Web Data Collection in 2022 – Everything you need to know
In this article we will discuss:
- What is web data collection?
- What do businesses try to accomplish with web data collection?
- Who collects web data, and how is it used?
- How is web data collected in 2022?
- Why use data collection tools (pros, and cons)?
- Why do more businesses use data collection tools?
- Why do businesses choose Bright Data for web data collection?

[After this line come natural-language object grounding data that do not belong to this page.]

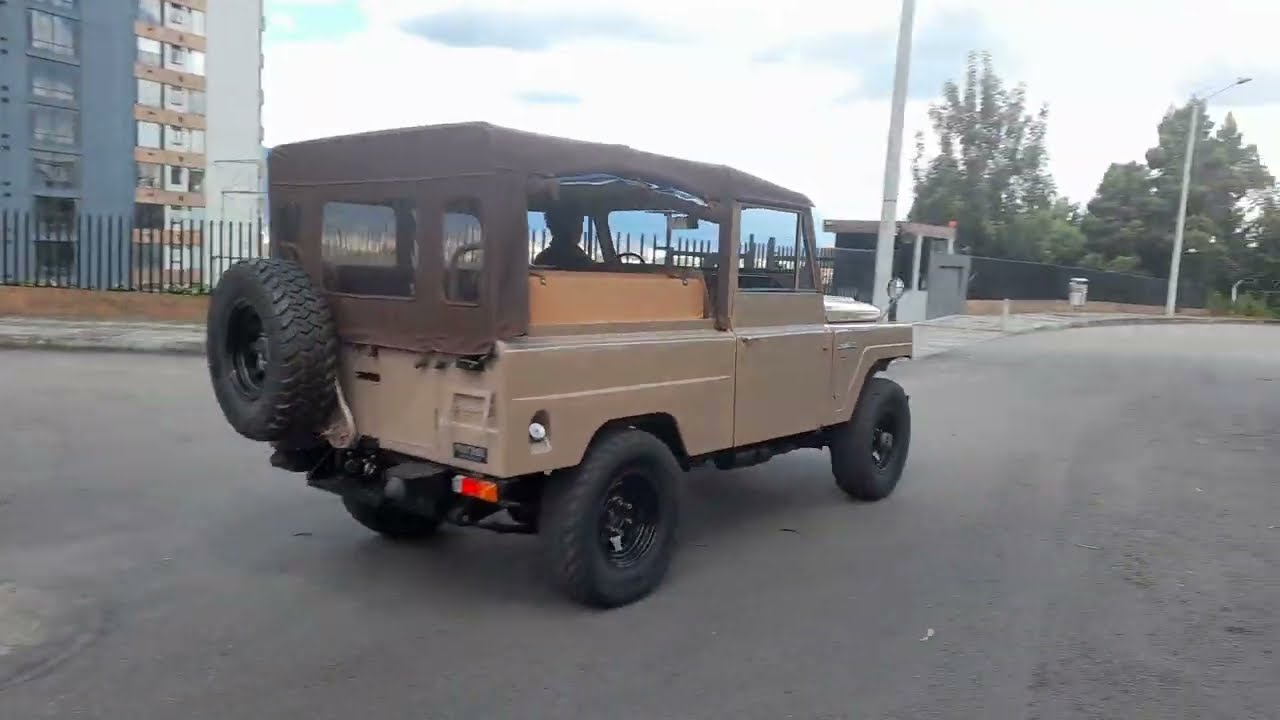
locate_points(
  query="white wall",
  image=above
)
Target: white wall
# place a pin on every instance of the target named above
(233, 142)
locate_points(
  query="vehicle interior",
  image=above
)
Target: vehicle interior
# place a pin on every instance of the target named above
(583, 277)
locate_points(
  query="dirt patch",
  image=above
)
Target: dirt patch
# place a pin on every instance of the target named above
(1024, 306)
(37, 632)
(101, 305)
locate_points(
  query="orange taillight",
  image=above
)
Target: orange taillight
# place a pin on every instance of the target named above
(476, 488)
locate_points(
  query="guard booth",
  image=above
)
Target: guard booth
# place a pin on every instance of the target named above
(924, 256)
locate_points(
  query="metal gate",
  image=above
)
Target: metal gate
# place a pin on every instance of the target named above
(947, 285)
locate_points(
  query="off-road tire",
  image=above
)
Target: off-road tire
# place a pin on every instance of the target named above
(572, 519)
(391, 522)
(856, 469)
(297, 391)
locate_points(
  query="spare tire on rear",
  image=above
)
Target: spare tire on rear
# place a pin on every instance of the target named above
(272, 349)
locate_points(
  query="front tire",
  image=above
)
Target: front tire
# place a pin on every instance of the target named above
(391, 522)
(868, 452)
(608, 525)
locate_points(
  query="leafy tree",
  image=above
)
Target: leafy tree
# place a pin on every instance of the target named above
(990, 168)
(1134, 212)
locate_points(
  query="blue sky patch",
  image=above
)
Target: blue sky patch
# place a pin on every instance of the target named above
(300, 22)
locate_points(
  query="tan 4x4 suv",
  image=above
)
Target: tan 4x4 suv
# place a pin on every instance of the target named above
(403, 350)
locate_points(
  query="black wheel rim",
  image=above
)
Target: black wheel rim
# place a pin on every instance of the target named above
(629, 518)
(247, 350)
(885, 438)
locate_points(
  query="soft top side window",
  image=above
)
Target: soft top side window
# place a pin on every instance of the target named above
(370, 247)
(464, 251)
(773, 254)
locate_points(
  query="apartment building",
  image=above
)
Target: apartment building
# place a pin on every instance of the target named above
(147, 110)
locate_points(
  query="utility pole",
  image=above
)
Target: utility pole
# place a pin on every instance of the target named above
(887, 235)
(1175, 260)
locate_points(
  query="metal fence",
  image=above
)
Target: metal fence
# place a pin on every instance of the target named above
(992, 278)
(109, 253)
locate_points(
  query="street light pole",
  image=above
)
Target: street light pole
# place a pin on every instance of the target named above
(1175, 263)
(1175, 260)
(894, 160)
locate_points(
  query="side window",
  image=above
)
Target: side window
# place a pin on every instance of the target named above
(462, 251)
(370, 249)
(772, 251)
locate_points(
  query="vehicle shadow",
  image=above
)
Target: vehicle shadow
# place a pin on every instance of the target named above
(324, 547)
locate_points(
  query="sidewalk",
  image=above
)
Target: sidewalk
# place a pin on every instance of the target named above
(932, 337)
(955, 332)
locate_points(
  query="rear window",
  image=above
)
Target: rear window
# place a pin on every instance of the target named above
(370, 247)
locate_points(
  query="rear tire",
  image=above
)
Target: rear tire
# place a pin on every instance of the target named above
(608, 525)
(272, 349)
(867, 464)
(392, 522)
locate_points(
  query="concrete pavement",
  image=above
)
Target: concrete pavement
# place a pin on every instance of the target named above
(1088, 527)
(932, 337)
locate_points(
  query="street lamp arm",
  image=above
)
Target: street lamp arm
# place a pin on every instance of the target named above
(1175, 260)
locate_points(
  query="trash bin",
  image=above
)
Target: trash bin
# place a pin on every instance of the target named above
(1078, 292)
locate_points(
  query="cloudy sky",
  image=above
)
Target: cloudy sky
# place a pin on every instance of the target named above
(795, 90)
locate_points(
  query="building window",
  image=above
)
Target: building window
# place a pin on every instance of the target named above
(370, 249)
(464, 251)
(149, 92)
(177, 99)
(177, 180)
(184, 139)
(55, 127)
(149, 12)
(181, 214)
(53, 82)
(781, 232)
(54, 171)
(183, 19)
(150, 176)
(64, 5)
(177, 139)
(149, 135)
(184, 59)
(196, 101)
(150, 51)
(149, 217)
(53, 33)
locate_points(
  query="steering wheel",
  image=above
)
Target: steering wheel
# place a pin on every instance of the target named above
(453, 279)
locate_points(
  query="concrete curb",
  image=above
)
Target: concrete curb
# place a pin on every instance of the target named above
(128, 341)
(987, 336)
(101, 345)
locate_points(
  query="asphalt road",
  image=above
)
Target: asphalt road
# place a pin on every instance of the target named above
(1089, 527)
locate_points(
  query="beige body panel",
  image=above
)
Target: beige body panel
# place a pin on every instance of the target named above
(782, 370)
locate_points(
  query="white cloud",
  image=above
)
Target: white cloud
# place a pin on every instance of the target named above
(282, 21)
(1107, 68)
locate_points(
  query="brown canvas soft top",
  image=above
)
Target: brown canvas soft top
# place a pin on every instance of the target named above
(475, 147)
(496, 165)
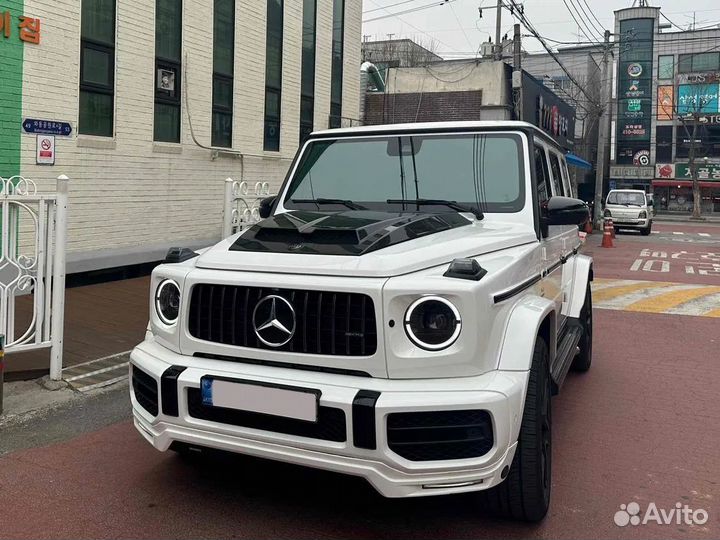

What is web data collection?
Any information that is publicly available on the internet can be collected, and utilized to establish a dataset. These pieces of information are then used to answer business questions, power algorithms, and compete with other businesses.
For example a new startup in the field of Customer Relationship Management (CRM) may want to collect web data telling them:
- Which other companies are operating in their field, say by collecting information on LinkedIn, for example.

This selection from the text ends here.